The manifestation of different incidences of the adverse events between intravenous infusion and intrathecal infusion perhaps implies that the way of allogeneic UCBSCs infusion associated with an adverse event. Moreover, logistic regression model analysis showed that age in the initiation of treatment (≤10 years old) was the risk factor for adverse events. So we deduce that intrathecal infusion and the age in the initiation of treatment (≤10 years old) might be associated with the occurrence of adverse events. This finding potentially demonstrates that the present single dosage (2-3 × 107/dose) of allogeneic UCBSCs is too large for patients whose age in the initiation of treatment was less than or equal to 10-year-olds who received intrathecal injection in this study. Due to lack of a unified worldwide standard for the optimal cell number of UCBSCs treatment currently, this dosage was on the basis of the previous study [25] and the clinical experience of our exploratory stem cell treatments. In fact, a dose-response association could not be observed. This is the limitation of our study design. Another possible reason is that humoral immunity almost reached the level of adults when children were 10 years old. Therefore, improved immune system may decrease the occurrence of adverse events. So in order to reduce the adverse events, the future clinical study should be focused on how to calculate the cell numbers individually based on the weight or age of patients in CP. However, no definite conclusions can be drawn from small sample trials, and more studies are needed to further investigate and confirm these findings.

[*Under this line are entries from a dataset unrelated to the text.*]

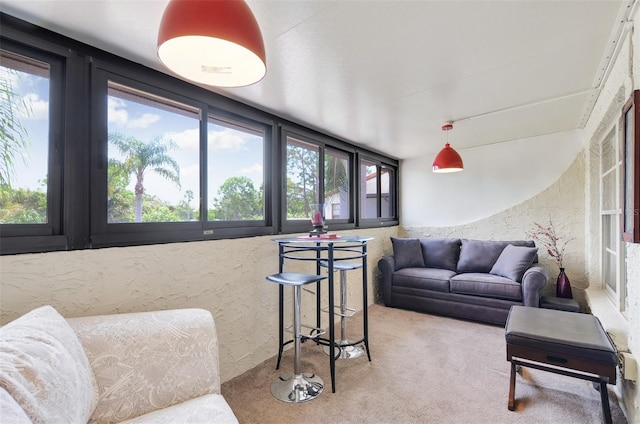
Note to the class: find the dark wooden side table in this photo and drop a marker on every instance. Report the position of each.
(558, 342)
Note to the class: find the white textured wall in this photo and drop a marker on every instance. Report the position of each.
(563, 202)
(226, 277)
(496, 177)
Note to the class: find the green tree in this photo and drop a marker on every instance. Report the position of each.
(141, 157)
(22, 206)
(302, 181)
(336, 178)
(238, 200)
(14, 140)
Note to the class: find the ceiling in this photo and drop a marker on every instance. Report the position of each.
(386, 74)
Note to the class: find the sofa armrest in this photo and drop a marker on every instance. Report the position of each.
(146, 361)
(386, 265)
(533, 280)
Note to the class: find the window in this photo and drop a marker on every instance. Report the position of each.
(612, 248)
(31, 153)
(317, 173)
(106, 152)
(377, 191)
(303, 178)
(631, 191)
(235, 171)
(153, 169)
(337, 185)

While traditional use of cord blood derived stem cells in the treatment of cerebral palsy has been restricted to the autologous setting, our approach has provided an “off-the-shelf” source of stem cells. However, some major concerns are still in debate. For example, the cell transplantation might induce GVHD due to HLA mismatch. Our study showed that only little mild reactions, such as fever or vomiting, happened in our clinical experiments without severe immune reactions observed. As we mentioned in the Introduction, the UCBCs are naïve cells, which might cause little severe immune rejection. Based on our research data, the cell transplantation is free from the serious rejection of GVHD with only mild reactions which could be recovered without special treatment in a couple of days. However, several other concerns, such as chronical risks and tumorigenicity, have not been answered in this study due to limited financial and other research resources. We need many other experiments to provide more efficient treatments and to avoid possible side effects in the future.

5. Conclusion

The trial of allogeneic UCBSCs therapy for patients with severe CP is relatively safe during treatment and in 6-month follow-up as we carried out. Adverse events during treatment were mild and could be recovered without special treatment. Logistic regression analysis showed that intrathecal infusion and ages at the initiation of treatment (≤10 years old) might be associated with the occurrence of the adverse events.

Acknowledgments

This study was funded by the Traditional Chinese Medicine Bureau of Guangdong Province Foundation (Grant no. 20111201). Stem cells culture technology was supported by the Shenzhen Beike Cell Engineering Research Institute, Shenzhen, China. The authors appreciate Professor Zehuai Wen and Liming LU, Ph.D., for discussion.

Conflict of Interests

The authors declare that there is no conflict of interests regarding the publication of this paper.

Authors' Contribution

Yuanqi Zhao designed the study and coordinated and carried out the clinical treatment. Mei Feng carried out the clinical treatment, analysed and interpreted data, and drafted the paper. Tongxiang Lin interpreted data and drafted the paper. Aili Lu carried out the clinical treatment and collected the data. Hongxia Gao carried out the clinical treatment and performed the statistical analysis. Caiwen Qian helped to draft the paper and interpret data. Jun Zhang helped to analyse data and criticise revision. All authors read and approved the final paper.